Nevertheless, critics focus on the harmful side-effects of negative interest rates. Just as any medicine carries certain risks and side-effects, it is a matter of careful consideration whether the positive impact outweighs potential negatives, especially long-term. Current research demonstrates that quite a few areas are affected by negative rates.
Side-effects on the domestic economy and international trade
Traditionally, central banks in industrialized countries cut rates by around 4% in response to recessions. With rates already low or negative, possible changes will almost certainly be too small to substantially alter the profit rationale for households or corporates creating extra demand via credit. What low or even negative rates certainly do is relieve pressure to adjust and adapt, as the cost of debt remains manageable for most companies. Therefore, critics blame a “zombification” of the economy, citing the lack of dynamic in the Japanese economy as proof, by keeping weak companies afloat.

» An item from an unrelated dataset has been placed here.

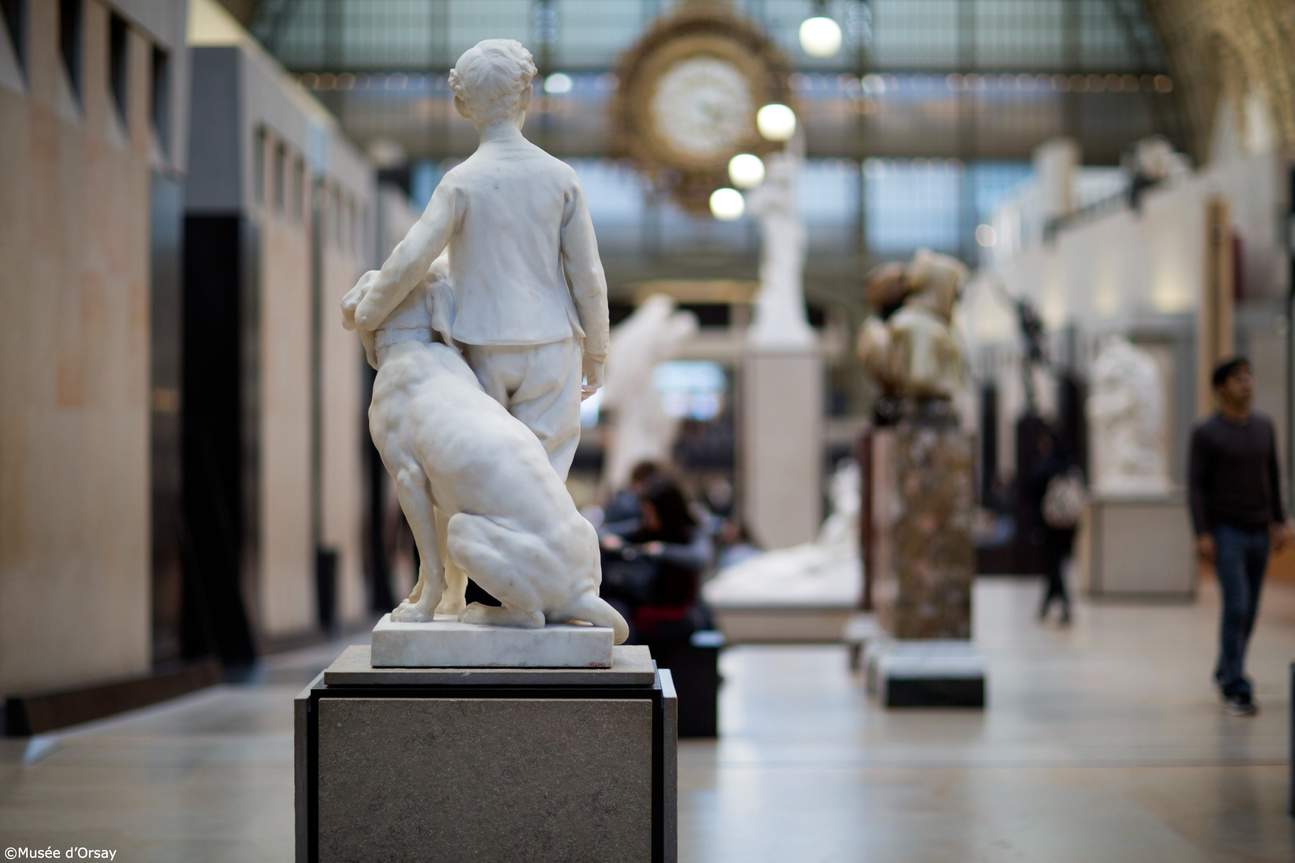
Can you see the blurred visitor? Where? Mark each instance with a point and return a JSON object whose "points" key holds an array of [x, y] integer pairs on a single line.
{"points": [[733, 543], [1057, 493], [654, 573], [1237, 515], [624, 512]]}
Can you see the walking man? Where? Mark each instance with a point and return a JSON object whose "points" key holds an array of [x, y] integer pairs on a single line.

Sweden, an early advocate, became more sceptical on the balance of its impacts. At the December 2019 monetary policy meeting, Deputy Governor Henry Ohlsson remarked: “the minus world has not had a full impact on households […] The impact of monetary policy has been less than in the plus world.”
The so-called “theory of reversal interest rates” goes even further. According to Princeton University’s Markus Brunnermeier and Yann Koby, a specific interest rate level – which could even be above zero – exists at which the effects of accommodative monetary policy reverse and become contractionary for lending. The key determinants are the banks’ long-term fixed-income holdings, their capitalization, the tightness of capital constraints and the deposit supply. “A monetary policy rate decrease below the reversal interest rate depresses rather than stimulates the economy.”